La question des armes au Liban dépend de facteurs échappant au contrôle des factions comme de l’Autorité palestinienne. Le Hamas, dont l’influence dans les camps s’est accrue ces dernières années, bénéficie de la protection du Hezbollah. Certains espéraient qu’il consoliderait sa position en nouant des liens avec le président Joseph Aoun, en contournant le Comité de dialogue libano-palestinien rattaché à la Primature. Mais le président du Parlement, Nabih Berri, lui a apporté un certain soutien par le biais du Comité d’action commune, qui opère entre les instances politiques, militaires et sécuritaires.
Aujourd’hui, des efforts sont en cours pour restaurer l’unité de la communauté palestinienne au Liban, à commencer par la réorganisation du Fatah. L’objectif plus large est de créer un espace au sein du Comité d’action commune pour le Hamas, afin qu’il ne soit pas marginalisé politiquement au Liban.

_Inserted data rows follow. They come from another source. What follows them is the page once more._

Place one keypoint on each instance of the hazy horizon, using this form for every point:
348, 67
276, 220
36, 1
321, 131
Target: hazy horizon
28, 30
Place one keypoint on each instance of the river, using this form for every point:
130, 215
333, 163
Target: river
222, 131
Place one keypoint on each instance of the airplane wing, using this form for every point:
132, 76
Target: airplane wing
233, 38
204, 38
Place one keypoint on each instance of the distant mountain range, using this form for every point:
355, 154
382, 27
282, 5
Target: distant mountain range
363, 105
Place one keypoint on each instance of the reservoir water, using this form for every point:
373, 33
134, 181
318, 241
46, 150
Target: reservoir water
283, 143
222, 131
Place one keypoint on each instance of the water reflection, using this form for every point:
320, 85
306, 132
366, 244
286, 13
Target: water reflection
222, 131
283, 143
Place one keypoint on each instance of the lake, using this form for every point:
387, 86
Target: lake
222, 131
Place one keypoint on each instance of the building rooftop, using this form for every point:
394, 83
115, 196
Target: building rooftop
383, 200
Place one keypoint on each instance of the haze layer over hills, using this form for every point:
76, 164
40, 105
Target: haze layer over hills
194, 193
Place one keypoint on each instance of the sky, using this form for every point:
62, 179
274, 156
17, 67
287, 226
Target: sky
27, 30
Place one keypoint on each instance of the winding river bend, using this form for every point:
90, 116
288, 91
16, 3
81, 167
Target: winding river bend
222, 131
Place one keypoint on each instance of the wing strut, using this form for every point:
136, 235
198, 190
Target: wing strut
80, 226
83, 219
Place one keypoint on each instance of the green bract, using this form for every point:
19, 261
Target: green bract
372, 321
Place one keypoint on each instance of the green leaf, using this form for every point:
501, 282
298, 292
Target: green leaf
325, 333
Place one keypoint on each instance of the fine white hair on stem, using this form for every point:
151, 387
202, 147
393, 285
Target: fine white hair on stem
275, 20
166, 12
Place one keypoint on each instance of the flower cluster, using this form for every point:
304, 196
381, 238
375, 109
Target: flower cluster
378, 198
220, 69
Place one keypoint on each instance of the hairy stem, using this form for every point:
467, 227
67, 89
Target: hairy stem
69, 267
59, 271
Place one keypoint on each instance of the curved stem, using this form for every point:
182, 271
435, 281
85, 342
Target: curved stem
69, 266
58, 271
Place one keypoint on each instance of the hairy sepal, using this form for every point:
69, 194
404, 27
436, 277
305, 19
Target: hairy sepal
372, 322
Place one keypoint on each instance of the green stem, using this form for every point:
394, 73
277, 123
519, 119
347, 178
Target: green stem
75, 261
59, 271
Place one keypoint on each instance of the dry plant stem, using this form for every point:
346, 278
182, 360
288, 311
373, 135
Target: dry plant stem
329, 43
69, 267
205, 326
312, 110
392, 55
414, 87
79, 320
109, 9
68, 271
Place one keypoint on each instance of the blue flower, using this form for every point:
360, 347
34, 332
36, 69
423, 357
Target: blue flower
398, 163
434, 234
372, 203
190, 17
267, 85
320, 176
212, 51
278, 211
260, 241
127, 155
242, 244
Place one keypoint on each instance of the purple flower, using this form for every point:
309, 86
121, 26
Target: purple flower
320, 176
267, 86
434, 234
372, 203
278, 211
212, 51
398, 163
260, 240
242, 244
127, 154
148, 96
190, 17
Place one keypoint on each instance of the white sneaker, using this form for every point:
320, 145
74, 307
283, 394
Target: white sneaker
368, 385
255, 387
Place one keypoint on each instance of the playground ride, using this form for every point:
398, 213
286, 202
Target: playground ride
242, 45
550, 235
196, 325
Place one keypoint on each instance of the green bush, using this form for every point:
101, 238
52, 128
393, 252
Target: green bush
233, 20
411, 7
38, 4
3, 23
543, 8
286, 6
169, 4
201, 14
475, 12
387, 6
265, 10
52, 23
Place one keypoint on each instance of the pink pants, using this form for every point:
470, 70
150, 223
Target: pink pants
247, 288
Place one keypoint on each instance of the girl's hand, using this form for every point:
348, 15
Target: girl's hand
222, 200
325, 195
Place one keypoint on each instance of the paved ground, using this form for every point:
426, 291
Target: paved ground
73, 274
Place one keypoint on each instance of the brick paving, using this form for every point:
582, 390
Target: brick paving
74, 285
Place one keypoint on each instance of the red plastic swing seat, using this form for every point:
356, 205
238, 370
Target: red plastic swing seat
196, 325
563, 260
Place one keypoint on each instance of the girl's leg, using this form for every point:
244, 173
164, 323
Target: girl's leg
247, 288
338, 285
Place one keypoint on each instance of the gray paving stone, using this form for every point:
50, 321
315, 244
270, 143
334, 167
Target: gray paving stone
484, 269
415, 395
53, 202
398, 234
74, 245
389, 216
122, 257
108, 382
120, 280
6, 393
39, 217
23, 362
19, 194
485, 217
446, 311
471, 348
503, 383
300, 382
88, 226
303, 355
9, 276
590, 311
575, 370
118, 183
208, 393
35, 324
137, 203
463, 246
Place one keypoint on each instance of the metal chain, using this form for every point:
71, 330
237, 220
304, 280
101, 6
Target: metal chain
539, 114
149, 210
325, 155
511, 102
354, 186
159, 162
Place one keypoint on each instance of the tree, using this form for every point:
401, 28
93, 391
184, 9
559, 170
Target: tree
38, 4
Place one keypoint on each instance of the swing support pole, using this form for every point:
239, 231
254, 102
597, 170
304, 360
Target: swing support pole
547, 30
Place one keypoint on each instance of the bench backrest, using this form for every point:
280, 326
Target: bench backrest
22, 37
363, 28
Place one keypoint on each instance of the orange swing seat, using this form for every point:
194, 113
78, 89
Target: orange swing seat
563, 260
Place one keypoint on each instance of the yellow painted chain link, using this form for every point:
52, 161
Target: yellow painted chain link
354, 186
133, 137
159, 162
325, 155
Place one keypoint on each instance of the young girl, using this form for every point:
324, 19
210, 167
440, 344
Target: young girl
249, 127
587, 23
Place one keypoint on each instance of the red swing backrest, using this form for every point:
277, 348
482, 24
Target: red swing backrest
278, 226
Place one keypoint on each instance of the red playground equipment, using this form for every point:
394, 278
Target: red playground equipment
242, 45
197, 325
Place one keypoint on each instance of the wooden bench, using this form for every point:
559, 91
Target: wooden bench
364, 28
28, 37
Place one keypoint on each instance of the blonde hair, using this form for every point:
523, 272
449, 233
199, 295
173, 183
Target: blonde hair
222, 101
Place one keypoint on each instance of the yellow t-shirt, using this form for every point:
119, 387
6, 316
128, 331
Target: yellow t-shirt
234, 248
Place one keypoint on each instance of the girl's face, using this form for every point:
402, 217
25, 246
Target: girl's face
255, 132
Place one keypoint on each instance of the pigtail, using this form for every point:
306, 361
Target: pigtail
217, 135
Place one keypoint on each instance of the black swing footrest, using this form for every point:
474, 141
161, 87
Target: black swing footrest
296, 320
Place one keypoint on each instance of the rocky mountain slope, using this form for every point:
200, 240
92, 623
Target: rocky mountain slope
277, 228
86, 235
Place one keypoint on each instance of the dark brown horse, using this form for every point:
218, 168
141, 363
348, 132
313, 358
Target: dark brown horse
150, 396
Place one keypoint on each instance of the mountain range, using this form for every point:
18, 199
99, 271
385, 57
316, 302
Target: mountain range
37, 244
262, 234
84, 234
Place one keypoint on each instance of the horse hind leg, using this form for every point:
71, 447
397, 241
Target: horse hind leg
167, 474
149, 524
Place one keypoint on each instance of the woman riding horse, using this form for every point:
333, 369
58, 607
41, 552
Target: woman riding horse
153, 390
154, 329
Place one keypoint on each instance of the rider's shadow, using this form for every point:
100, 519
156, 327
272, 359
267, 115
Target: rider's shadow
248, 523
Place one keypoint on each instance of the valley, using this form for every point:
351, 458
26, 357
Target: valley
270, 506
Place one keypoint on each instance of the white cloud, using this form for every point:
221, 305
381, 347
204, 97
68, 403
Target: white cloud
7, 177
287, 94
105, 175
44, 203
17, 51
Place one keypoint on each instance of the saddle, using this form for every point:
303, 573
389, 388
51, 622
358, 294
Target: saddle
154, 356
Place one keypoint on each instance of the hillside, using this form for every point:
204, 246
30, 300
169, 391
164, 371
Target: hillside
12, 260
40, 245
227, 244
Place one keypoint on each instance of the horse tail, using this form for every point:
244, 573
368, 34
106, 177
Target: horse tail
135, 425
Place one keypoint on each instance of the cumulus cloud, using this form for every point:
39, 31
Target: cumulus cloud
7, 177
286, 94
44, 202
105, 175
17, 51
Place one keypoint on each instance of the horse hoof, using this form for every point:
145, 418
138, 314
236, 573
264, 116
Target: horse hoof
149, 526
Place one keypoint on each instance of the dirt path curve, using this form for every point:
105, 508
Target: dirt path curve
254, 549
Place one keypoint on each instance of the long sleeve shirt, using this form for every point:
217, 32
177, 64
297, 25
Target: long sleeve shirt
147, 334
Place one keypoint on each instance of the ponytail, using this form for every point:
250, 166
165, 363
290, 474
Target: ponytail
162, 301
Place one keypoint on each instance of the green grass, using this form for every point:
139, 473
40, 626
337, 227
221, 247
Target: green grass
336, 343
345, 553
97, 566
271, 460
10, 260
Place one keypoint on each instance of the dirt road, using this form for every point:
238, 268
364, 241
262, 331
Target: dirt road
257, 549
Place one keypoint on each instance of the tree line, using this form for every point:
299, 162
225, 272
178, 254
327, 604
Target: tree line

Sur la scène palestinienne, chacun reconnaît l’urgence de l’unité — et que la résolution de la question des armes doit être une priorité dans le cadre d’un règlement global. Toute solution durable nécessiterait l’aval du Hezbollah, pour ses propres raisons, même si le parti le rejette publiquement par tactique.
À ce moment charnière, une contribution palestinienne à la stabilité du Liban est plus nécessaire que jamais, parallèlement à la reconnaissance des droits palestiniens bafoués depuis des décennies. Mais pour l’heure, tout cela relève encore du domaine des aspirations. La situation palestinienne reste complexe, imbriquée dans des dynamiques régionales, et aucune solution ne semble en vue.